Last week, some of her classes were missing five to 10 students. Following up over text, she gleaned that some students didn’t have a device or were having internet issues. The students who did attend kept their cameras off and didn’t say much.
“When I look at their grades, I see some of them are really struggling,” she said. But she’s hopeful her students will be able to pick back up where they left off. “My students have the tools, we have communication, and hopefully we’ll be able to accomplish something.”
Elsewhere, students and teachers are facing painful reminders of their last long stretches of remote learning — and hoping they’ll be spared the disruption they’re now seeing elsewhere.
When one of 18-year-old Mohammed Abd’s teachers recently raised the possibility of a return to virtual classes, the senior’s worried thoughts went right to math and science.
Last year, he struggled to learn college-level algebra from the pictures and notes his teacher posted online. His AP Biology class was limited to whatever labs could be completed with household items, like bleach.
This year, he was excited to be able to ask his calculus teacher questions in person, and to complete chemistry experiments alongside a lab partner. And he couldn’t imagine trying to ask his college access counselor over email all the questions she’d helped him with at school.
“AP Calculus would be 10 times worse, I’d imagine, online, and AP Chemistry, which is the hardest class I’ve ever taken,” said Abd, who attends Southwestern High School in Pulaski County, Kentucky. “I was just hoping I’d actually get something from my classes, and not struggle through it as bad as I did last year.”
For 17-year-old Dalynn Holtzclaw, who’s a senior at nearby Pulaski County High School, thinking about having to return to remote learning makes her “pretty nervous.” She remembers how isolating the experience felt, spending hours alone on her computer doing homework at her uncle’s house because her home doesn’t have Wi-Fi.

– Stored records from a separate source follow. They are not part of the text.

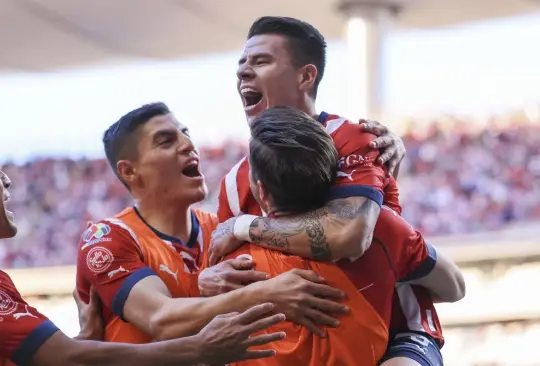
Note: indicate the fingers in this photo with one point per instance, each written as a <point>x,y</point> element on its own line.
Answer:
<point>213,256</point>
<point>227,315</point>
<point>382,142</point>
<point>241,263</point>
<point>325,291</point>
<point>246,277</point>
<point>387,155</point>
<point>309,275</point>
<point>263,339</point>
<point>373,127</point>
<point>255,313</point>
<point>255,355</point>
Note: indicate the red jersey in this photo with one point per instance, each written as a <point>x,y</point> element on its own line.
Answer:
<point>368,282</point>
<point>358,174</point>
<point>23,330</point>
<point>413,311</point>
<point>116,253</point>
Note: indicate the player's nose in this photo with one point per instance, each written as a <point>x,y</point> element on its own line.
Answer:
<point>186,146</point>
<point>245,72</point>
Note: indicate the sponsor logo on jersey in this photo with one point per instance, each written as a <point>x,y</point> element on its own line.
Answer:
<point>354,160</point>
<point>7,305</point>
<point>99,259</point>
<point>96,234</point>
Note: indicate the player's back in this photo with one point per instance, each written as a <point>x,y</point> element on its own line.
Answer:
<point>357,171</point>
<point>22,328</point>
<point>147,253</point>
<point>360,339</point>
<point>369,283</point>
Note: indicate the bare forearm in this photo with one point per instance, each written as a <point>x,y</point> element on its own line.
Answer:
<point>60,350</point>
<point>179,352</point>
<point>339,229</point>
<point>187,316</point>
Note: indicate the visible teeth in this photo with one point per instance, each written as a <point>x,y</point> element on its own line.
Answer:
<point>248,90</point>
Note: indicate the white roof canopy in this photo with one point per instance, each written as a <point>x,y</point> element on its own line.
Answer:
<point>42,35</point>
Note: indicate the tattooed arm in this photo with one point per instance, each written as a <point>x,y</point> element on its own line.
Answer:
<point>341,229</point>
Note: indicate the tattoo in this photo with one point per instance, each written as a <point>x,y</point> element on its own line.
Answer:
<point>277,232</point>
<point>224,229</point>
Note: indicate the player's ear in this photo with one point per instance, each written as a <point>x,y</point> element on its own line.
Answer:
<point>307,76</point>
<point>126,171</point>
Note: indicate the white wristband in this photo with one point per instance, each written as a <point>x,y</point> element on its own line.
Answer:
<point>242,225</point>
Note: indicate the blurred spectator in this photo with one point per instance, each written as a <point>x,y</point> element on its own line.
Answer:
<point>453,181</point>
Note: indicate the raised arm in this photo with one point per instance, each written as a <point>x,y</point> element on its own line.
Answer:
<point>420,263</point>
<point>341,229</point>
<point>29,338</point>
<point>445,281</point>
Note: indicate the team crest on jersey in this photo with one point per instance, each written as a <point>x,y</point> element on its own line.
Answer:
<point>96,234</point>
<point>99,259</point>
<point>7,305</point>
<point>354,160</point>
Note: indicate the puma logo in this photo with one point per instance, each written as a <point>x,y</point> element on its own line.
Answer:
<point>343,174</point>
<point>164,268</point>
<point>116,271</point>
<point>366,287</point>
<point>27,313</point>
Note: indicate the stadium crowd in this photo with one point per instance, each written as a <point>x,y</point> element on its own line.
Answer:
<point>454,180</point>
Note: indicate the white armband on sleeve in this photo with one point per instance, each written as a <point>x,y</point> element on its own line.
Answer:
<point>242,225</point>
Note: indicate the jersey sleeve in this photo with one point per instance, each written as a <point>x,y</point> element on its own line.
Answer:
<point>111,261</point>
<point>357,175</point>
<point>23,330</point>
<point>418,258</point>
<point>224,210</point>
<point>391,196</point>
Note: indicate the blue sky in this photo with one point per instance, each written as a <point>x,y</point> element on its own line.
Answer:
<point>474,69</point>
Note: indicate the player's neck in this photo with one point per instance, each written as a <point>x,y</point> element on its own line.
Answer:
<point>309,108</point>
<point>173,220</point>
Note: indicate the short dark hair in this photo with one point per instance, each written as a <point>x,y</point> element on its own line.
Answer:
<point>120,139</point>
<point>306,44</point>
<point>294,157</point>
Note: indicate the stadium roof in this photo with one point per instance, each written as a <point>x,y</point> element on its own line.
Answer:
<point>41,35</point>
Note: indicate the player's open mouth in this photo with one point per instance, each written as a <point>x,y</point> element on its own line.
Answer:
<point>252,98</point>
<point>191,169</point>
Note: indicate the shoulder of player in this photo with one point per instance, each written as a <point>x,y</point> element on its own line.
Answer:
<point>342,127</point>
<point>8,290</point>
<point>240,167</point>
<point>394,224</point>
<point>206,218</point>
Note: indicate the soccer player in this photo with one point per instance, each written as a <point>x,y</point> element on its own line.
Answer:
<point>282,64</point>
<point>144,262</point>
<point>293,164</point>
<point>28,338</point>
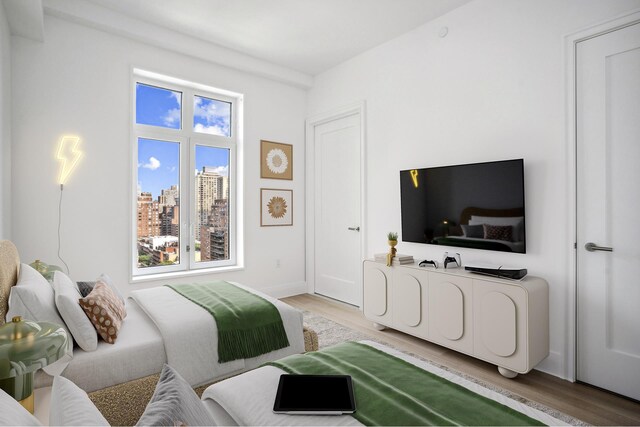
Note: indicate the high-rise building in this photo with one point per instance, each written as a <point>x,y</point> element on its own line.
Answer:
<point>148,216</point>
<point>210,186</point>
<point>170,221</point>
<point>169,196</point>
<point>214,238</point>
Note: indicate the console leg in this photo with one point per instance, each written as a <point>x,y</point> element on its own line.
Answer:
<point>379,327</point>
<point>508,373</point>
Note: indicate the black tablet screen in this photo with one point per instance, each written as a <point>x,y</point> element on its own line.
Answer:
<point>314,393</point>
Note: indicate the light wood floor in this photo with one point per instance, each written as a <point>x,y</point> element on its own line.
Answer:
<point>589,404</point>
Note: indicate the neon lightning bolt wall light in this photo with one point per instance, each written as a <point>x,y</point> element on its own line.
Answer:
<point>69,155</point>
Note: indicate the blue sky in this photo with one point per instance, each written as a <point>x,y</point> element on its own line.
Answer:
<point>159,161</point>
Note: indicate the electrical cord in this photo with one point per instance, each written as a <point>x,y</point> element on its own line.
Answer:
<point>59,225</point>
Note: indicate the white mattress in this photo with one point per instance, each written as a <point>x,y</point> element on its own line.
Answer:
<point>248,399</point>
<point>138,352</point>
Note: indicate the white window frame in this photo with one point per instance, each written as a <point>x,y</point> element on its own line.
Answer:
<point>188,139</point>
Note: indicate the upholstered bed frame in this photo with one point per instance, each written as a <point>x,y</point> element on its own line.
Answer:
<point>9,271</point>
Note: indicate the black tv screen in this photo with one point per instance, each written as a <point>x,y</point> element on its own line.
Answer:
<point>478,205</point>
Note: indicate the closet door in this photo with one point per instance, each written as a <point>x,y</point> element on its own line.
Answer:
<point>608,253</point>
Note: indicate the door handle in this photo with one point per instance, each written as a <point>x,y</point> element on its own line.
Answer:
<point>591,247</point>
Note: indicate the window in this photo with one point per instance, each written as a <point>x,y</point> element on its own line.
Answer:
<point>186,185</point>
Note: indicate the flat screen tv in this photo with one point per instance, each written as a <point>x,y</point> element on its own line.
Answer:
<point>478,205</point>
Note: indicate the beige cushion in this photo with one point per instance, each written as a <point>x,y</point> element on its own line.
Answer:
<point>105,310</point>
<point>10,262</point>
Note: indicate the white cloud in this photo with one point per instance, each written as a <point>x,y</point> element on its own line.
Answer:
<point>213,130</point>
<point>152,164</point>
<point>178,97</point>
<point>222,170</point>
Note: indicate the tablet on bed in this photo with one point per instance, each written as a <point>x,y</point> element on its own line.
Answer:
<point>314,395</point>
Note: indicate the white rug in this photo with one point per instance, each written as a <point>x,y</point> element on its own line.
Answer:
<point>330,333</point>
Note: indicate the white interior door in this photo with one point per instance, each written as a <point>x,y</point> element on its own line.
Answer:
<point>608,179</point>
<point>337,209</point>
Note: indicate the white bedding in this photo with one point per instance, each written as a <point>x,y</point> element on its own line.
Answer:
<point>191,336</point>
<point>138,352</point>
<point>141,351</point>
<point>248,398</point>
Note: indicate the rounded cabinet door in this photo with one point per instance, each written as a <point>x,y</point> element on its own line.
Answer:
<point>408,291</point>
<point>498,323</point>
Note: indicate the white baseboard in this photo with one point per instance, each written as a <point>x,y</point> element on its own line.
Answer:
<point>553,365</point>
<point>286,289</point>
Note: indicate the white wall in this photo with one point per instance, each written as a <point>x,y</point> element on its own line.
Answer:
<point>79,81</point>
<point>493,88</point>
<point>5,127</point>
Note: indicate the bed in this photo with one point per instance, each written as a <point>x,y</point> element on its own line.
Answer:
<point>471,234</point>
<point>144,345</point>
<point>248,399</point>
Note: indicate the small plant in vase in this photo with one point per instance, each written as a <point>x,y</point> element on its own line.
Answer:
<point>393,241</point>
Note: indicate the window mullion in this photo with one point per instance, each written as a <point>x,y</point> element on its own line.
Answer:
<point>189,160</point>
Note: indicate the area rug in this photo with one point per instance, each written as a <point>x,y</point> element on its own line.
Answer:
<point>330,333</point>
<point>124,404</point>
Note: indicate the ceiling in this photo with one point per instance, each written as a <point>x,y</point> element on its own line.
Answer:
<point>309,36</point>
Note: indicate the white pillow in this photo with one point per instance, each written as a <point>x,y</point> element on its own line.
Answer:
<point>70,406</point>
<point>517,222</point>
<point>67,296</point>
<point>174,403</point>
<point>33,299</point>
<point>13,414</point>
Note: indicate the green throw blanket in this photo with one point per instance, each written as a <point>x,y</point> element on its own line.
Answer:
<point>391,391</point>
<point>248,325</point>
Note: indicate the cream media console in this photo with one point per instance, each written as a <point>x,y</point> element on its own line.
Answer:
<point>504,322</point>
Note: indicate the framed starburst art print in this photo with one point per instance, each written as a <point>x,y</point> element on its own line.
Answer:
<point>276,160</point>
<point>276,207</point>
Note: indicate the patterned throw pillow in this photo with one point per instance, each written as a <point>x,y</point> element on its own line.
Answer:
<point>105,310</point>
<point>85,288</point>
<point>498,232</point>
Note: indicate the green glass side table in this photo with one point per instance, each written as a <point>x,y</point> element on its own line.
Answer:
<point>25,347</point>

“When we were virtual, it was like I dreaded going to school a lot more,” she said. “I like to learn and I enjoy doing work, so to not have the joy that school usually brought me was a struggle.”
Now she’s crossing her fingers for a normal rest of her senior year — a real prom, an in-person graduation ceremony — and wants to earn an A in calculus after the frustration of learning math online as a junior brought her to tears.
“I’m kind of out of the swing of it, but I think I’ll be able to do good,” she said, “and I have the teachers who are going to help me.”
Catherine Carrera contributed reporting from Newark.